Старшина ведет урок физики в полковой школе младшего командного состава. Слушателям задается вопрос: "Какова температура кипения воды?"

Рядовой Иванов. Вода кипит при ста градусах.

Старшина. Неверно.

На очереди рядовой Петров. Он мнется, испытывая муки Галилея, допрашиваемого инквизицией, но все же присоединяется к ответу Иванова.

Старшина. Повторяю: неверно. Вода кипит при девяноста градусах.

Всеобщее изумление. Немая сцена. На следующий день старшина открывает урок заявлением: "Сегодня мы будем заниматься геометрией. Вчера я ошибся. Вода действительно кипит при ста градусах, а девяносто – величина прямого угла".

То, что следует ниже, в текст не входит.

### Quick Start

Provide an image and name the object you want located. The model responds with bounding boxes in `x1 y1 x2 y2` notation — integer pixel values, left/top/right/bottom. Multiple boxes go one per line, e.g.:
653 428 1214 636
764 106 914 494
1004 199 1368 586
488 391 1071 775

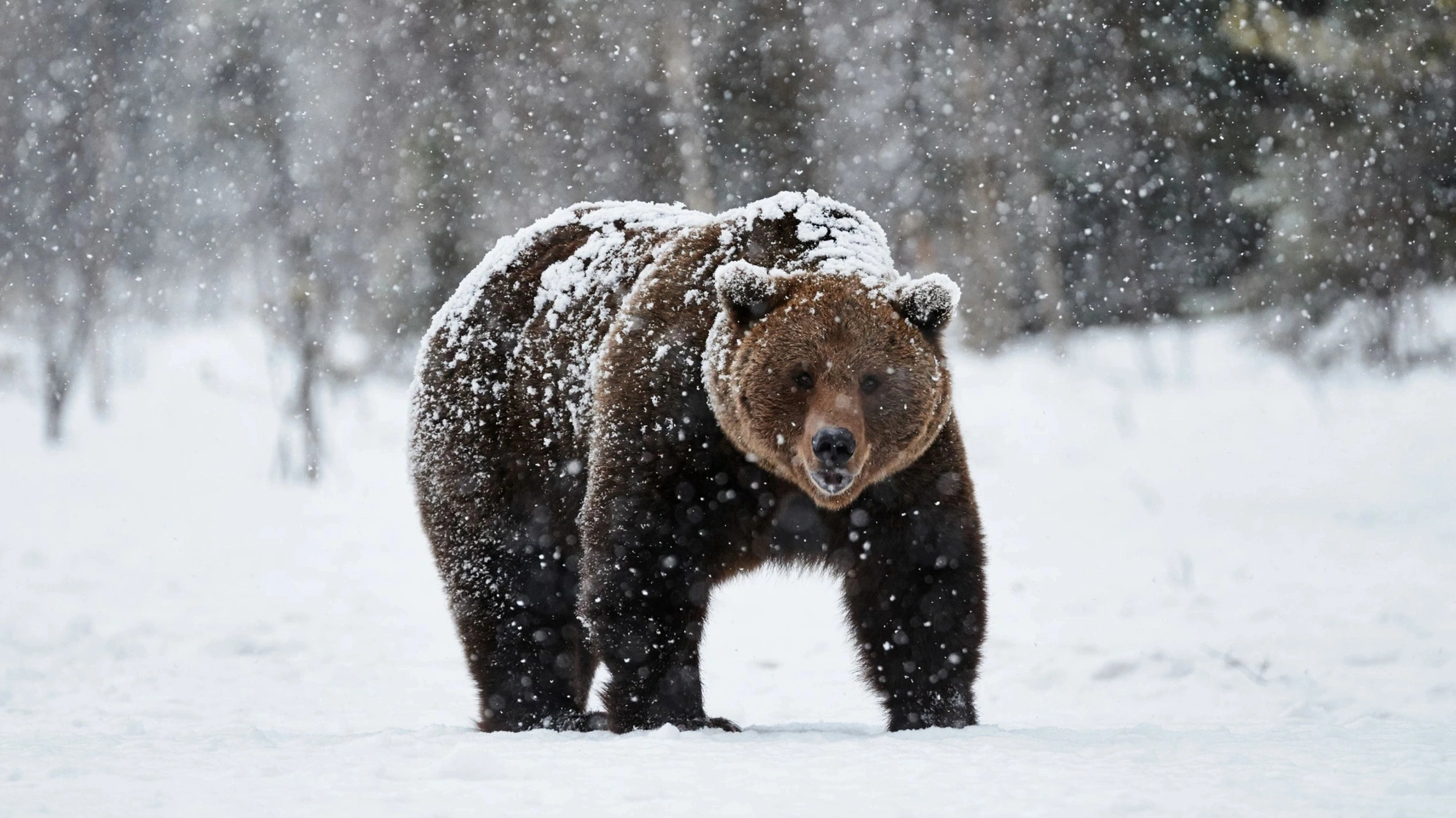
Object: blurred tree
1223 0 1456 368
3 0 156 441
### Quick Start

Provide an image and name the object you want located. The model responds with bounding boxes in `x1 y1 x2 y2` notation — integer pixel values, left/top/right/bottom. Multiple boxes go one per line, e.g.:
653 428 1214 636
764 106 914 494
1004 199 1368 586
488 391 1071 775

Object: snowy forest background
0 0 1456 465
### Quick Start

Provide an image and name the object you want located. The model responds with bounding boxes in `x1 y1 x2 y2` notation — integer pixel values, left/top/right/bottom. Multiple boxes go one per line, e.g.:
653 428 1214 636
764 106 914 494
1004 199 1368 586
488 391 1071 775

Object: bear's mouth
809 468 855 497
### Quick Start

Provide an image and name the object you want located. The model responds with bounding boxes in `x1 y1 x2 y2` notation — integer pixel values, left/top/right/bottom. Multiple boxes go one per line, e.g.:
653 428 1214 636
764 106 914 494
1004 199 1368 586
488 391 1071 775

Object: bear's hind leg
456 532 606 732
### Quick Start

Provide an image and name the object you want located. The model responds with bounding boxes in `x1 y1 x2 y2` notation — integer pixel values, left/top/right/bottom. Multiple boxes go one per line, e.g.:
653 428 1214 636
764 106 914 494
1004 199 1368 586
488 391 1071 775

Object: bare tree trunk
287 235 323 482
661 0 718 213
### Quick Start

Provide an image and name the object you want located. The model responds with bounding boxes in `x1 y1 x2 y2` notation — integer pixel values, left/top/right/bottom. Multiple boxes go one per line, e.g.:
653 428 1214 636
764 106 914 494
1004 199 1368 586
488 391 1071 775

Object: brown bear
411 192 986 732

Знание, которым поделился старшина со своими учениками на первом уроке, было ложным. На втором он достиг истины. Сам анекдот, не поддающийся эмпирической проверке, ни истинен, ни ложен (или, если угодно, и истинен, и ложен – как то, что могло бы случиться), явно обладая при этом тем, что принято называть смыслом. В дальнейшем мне предстоит разобраться в трех только что названных категориях и предпринять попытку хоть как-то справиться с почти необозримой философской литературой, посвященной фальши, истине и смыслу.